La colère doit nous faire avancer, et j’en profite alors aujourd’hui pour mettre le focus sur une décision passée quasi inaperçue il y a déjà deux semaines : grâce au travail des écologistes, le gouvernement bruxellois a adopté le Plan Air Climat Energie d’ Alain Maron. En cohérence avec les mesures issues du Green Deal européen, cette feuille de route a un objectif clair : libérer Bruxelles de sa dépendance aux énergies fossiles.
Ce plan, c’est du très concret pour Bruxelles puisqu’on parle ici de la fin des passoires énergétique, de la décarbonation de la mobilité, de la rénovation des biens publics, de l’augmentation de la production d’énergie propre, de la réorientation des outils économiques pour soutenir la transition, et de bien plus encore.
Ce plan, il se veut aussi juste et solidaire afin que la transition ne laisse personne sur le carreau. Nous le mettrons en place avec les mamans solo, avec les familles qui ont du mal à boucler leurs fins de mois, avec les personnes âgées précarisées. A Bruxelles, 38,8 % de la population présente un risque de pauvreté, c’est colossal. Matériellement, ça passera par des primes, des prêts à taux zéro et un accompagnement pour permettre aux (co)-propriétaires avec le moins de moyen de mener les travaux nécessaires, par l’élimination des 35 % de passoires énergétiques afin d’améliorer la vulnérabilité des locataires aux fluctuations importantes du prix de leurs factures d’énergie, …
Et puis surtout, ce plan il est transversal (oui oui Monsieur le Premier-Ministre, la transition ne concerne pas seulement le CO2) et concerne toutes les politiques publiques et tous les membres du Gouvernement. Bruxelles va notamment améliorer sa résilience face aux impacts inévitables du dérèglement climatique : en débétonnant pour remettre de la nature en ville, pour permettre une meilleure perméabilité des sols face au risque d’inondations, et pour protéger les bruxellois.es des vagues de chaleur à répétition depuis quelques années.

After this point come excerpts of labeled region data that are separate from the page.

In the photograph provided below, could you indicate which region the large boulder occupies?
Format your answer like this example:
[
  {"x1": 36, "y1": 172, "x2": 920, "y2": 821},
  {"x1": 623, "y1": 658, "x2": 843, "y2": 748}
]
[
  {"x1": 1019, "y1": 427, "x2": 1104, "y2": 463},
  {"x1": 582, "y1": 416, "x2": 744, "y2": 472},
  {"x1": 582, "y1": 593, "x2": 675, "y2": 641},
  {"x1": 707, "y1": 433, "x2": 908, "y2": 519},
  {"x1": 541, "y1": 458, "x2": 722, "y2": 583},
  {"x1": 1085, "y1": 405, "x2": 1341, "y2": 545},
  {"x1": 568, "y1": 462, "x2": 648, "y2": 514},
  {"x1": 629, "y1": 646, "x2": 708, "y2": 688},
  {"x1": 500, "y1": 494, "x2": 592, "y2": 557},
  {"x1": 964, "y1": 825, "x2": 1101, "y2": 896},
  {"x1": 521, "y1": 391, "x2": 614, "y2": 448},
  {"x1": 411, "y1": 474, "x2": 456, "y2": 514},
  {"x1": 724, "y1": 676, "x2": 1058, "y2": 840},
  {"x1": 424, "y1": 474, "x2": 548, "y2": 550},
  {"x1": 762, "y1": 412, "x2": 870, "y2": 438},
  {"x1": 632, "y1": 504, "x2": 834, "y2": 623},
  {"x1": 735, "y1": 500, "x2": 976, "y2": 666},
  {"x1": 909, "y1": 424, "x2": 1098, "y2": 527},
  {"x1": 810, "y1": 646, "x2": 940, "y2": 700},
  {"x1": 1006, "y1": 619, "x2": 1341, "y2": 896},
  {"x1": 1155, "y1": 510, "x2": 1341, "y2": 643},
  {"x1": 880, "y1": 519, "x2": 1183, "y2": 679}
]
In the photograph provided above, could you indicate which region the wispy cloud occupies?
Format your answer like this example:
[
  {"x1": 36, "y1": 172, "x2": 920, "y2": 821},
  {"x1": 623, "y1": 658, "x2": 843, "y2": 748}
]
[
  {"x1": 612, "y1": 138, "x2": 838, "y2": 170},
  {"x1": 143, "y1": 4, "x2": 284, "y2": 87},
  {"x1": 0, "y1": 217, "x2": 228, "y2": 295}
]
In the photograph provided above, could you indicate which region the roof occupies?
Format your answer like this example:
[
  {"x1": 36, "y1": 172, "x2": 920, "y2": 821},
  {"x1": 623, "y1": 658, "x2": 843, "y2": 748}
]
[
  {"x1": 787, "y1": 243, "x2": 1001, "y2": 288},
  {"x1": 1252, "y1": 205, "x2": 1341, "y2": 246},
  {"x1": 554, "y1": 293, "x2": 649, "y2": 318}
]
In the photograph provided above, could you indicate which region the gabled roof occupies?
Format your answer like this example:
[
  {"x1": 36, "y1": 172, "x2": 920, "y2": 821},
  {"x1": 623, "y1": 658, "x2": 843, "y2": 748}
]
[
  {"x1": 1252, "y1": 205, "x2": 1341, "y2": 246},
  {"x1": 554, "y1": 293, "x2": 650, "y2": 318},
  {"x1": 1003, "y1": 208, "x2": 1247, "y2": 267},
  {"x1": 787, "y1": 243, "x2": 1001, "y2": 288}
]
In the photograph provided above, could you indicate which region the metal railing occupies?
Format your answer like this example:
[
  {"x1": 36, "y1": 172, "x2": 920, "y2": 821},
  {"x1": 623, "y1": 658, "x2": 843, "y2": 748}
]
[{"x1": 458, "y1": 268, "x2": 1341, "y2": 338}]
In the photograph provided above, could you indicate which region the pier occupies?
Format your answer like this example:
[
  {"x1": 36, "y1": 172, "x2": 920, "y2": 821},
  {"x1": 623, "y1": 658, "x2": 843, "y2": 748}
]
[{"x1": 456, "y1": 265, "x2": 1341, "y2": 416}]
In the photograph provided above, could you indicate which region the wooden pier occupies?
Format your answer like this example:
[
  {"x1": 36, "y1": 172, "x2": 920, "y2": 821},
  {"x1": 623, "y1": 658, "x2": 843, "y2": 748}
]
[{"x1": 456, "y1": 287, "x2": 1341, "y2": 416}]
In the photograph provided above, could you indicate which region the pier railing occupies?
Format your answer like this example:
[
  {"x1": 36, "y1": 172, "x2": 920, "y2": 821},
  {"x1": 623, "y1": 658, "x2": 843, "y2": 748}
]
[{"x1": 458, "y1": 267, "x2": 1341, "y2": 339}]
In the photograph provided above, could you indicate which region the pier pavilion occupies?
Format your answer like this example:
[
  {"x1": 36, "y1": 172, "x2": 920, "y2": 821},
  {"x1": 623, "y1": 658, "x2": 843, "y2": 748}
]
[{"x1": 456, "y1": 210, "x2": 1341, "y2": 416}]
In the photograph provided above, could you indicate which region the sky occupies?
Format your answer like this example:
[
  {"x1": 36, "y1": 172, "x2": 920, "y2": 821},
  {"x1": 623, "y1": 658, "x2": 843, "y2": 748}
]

« Pas d’écologie sans les écologistes », cette phrase que nous répétons souvent et que nous voudrions croire dépassée, c’est celle qui exprime le mieux la bataille acharnée que nous devons mener pour chaque toute petite avancée climatique ou environnementale. On aimerait faire plus, faire plus vite, faire plus fort. Que cette phrase d’Alexander De Croo puisse rappeler à chacune et chacun le contexte dans lequel nous travaillons, – et notamment Zakia Khattabi – et le ton des négociations que nous devons gagner. Merci et profond respect à nos mandataires dans les exécutifs communaux, régionaux, communautaires et fédéraux pour leurs luttes quotidiennes.